La infancia del hombre que luego escribiría breve
(fragmentos)
Una noche en que soñaba despierto, como siempre, buscaba a
un enemigo en la habitación y lloraba.
Llegó la mañana.
Yo tenía un saquito (no me gusta esa palabra) gris, con
elástico abajo. El gorro de verano tenía un elástico. Las medias también tenían
elásticos, rojos.
Mi abuelo era jardinero en el Palacio Smolni. Un alemán
canoso, corpulento. En su habitación había una azucarera de cristal y objetos
cubiertos de percal oscuro. Detrás de su casa se curva el Neva, y sobre él se
veía algo colorido y pequeño.
No puedo recordar qué era.
No me gustaba que abotonasen y desabotonasen mi ropa.
Recuerdo el gusto del baldecito verde de hierro en los
dientes. En general, el gusto de los juguetes. Desilusiones.
Éramos salvajes y no teníamos educación. Los adultos no
lograban dominarnos. Ellos, en general, no lo logran.

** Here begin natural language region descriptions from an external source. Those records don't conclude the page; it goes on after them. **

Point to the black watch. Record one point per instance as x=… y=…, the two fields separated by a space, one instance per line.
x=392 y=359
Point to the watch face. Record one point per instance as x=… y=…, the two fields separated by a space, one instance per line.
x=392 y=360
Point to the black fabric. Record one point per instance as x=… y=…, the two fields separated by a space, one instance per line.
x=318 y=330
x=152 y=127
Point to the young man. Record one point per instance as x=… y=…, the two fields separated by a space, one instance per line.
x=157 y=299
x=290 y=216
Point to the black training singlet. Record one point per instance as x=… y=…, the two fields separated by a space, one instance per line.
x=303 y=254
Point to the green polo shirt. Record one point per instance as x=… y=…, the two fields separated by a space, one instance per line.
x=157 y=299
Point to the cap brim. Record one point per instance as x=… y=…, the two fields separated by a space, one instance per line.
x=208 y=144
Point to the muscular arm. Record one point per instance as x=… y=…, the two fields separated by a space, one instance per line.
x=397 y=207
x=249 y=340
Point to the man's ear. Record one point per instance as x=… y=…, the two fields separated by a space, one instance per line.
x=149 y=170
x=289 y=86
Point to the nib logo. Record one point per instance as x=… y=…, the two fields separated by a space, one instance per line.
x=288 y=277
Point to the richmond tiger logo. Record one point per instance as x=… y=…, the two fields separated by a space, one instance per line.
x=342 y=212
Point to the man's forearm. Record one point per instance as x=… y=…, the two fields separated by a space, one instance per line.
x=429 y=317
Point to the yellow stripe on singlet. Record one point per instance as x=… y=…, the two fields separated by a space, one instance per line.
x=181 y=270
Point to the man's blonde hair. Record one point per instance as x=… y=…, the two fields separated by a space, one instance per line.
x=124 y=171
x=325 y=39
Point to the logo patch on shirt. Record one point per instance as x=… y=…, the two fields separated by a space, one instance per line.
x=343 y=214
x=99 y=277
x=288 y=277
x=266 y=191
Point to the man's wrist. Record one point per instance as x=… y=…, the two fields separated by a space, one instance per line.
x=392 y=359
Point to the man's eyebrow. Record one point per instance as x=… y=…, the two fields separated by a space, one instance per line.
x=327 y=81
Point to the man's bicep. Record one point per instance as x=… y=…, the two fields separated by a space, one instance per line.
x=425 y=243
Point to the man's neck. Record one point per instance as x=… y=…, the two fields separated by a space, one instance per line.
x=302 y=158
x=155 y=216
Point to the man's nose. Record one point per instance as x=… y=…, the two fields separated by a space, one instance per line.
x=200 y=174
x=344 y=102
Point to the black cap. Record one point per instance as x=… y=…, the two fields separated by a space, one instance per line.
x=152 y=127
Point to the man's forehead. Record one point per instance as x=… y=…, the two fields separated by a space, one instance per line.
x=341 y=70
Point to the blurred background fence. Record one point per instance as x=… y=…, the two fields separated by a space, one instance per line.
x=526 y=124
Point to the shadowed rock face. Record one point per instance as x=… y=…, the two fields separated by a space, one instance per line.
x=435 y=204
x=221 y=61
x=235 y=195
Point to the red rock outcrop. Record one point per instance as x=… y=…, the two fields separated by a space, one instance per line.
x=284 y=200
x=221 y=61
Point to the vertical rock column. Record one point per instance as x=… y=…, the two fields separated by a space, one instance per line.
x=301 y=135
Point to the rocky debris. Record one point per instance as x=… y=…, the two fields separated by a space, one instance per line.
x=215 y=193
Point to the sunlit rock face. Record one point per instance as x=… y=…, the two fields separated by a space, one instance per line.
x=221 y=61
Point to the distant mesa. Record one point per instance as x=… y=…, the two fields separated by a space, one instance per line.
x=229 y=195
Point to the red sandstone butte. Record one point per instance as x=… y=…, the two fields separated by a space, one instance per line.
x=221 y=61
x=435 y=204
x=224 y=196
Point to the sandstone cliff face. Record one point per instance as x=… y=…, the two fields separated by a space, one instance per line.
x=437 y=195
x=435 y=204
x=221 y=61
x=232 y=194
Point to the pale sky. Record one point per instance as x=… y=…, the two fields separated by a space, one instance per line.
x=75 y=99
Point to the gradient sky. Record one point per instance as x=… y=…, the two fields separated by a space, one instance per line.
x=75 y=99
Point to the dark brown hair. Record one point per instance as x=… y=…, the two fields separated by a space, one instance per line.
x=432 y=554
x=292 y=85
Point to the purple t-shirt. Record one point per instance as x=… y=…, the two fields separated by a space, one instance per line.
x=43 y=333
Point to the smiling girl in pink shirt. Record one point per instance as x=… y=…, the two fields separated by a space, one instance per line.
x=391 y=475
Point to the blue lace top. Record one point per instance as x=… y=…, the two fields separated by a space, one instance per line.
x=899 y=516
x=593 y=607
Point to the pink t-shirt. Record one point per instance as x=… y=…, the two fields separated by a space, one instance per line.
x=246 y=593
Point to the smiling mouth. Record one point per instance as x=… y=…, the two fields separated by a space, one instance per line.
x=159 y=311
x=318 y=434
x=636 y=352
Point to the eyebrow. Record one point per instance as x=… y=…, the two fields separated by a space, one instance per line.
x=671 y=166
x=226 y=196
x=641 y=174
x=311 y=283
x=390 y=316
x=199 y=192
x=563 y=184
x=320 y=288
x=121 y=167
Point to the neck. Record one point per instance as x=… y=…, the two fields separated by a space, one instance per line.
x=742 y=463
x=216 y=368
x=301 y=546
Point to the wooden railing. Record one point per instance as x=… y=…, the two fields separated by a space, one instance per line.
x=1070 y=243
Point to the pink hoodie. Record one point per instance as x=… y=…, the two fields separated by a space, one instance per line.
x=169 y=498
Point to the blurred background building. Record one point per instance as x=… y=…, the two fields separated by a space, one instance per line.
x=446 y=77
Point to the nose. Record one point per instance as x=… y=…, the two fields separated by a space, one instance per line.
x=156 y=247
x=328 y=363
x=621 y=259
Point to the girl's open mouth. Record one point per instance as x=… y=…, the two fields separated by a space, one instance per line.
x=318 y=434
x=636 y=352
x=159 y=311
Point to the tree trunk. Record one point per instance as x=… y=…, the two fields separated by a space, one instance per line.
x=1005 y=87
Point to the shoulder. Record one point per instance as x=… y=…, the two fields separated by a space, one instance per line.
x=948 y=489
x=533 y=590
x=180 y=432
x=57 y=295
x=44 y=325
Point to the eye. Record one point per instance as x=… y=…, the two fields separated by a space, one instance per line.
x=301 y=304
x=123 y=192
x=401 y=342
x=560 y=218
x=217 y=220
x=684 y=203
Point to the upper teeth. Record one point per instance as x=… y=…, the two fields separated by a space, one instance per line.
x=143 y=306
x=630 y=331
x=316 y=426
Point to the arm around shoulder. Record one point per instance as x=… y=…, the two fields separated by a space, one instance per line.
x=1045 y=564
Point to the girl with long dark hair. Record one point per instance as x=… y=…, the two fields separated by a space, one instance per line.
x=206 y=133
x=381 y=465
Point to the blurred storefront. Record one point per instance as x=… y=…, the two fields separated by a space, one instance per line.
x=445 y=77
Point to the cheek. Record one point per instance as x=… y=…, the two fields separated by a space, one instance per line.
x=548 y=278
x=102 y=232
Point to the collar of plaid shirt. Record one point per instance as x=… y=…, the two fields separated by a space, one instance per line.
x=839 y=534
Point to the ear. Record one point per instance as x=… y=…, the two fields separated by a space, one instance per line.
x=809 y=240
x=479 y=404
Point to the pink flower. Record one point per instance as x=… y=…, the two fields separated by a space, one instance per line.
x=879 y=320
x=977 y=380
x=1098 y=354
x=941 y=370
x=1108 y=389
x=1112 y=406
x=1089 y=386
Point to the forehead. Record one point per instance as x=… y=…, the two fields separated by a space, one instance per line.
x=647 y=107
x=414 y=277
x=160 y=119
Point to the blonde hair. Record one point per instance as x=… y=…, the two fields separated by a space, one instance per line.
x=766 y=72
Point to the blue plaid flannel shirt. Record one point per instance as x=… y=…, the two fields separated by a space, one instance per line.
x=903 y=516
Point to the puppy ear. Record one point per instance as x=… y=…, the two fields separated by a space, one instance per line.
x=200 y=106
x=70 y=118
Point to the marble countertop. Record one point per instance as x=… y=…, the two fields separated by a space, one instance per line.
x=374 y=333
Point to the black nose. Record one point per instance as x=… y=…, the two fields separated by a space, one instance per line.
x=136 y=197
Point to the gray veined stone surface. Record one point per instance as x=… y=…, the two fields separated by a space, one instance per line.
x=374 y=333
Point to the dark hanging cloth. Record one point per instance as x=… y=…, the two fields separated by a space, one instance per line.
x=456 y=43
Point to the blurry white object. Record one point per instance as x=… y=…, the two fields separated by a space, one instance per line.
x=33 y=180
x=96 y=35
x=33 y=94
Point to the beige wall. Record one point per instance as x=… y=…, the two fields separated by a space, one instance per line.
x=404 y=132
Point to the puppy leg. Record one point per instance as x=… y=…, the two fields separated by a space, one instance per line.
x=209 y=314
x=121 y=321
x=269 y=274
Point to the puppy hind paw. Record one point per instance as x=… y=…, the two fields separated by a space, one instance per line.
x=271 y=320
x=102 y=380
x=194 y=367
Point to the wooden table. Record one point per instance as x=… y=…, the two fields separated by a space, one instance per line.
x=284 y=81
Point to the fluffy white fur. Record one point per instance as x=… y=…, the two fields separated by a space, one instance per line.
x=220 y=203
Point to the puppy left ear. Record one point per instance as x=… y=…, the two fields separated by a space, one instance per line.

En el extremo de la ciudad, del otro lado del Neva, donde
siempre soplaba el viento, se encontraba la isla Vasílievsky, donde vivía el
tío Anatoli en una casa de color marrón, a una hora y media de viaje. Él tenía
teléfono, y en la fiesta de Pascua servían unos huevos dorados, aunque
desabridos, y pasas de uva azuladas.
Y en la mesa de su pequeña mujer había un triple espejo y
una chanchita rosada de alcancía. La chanchita era para mí el fin del mundo.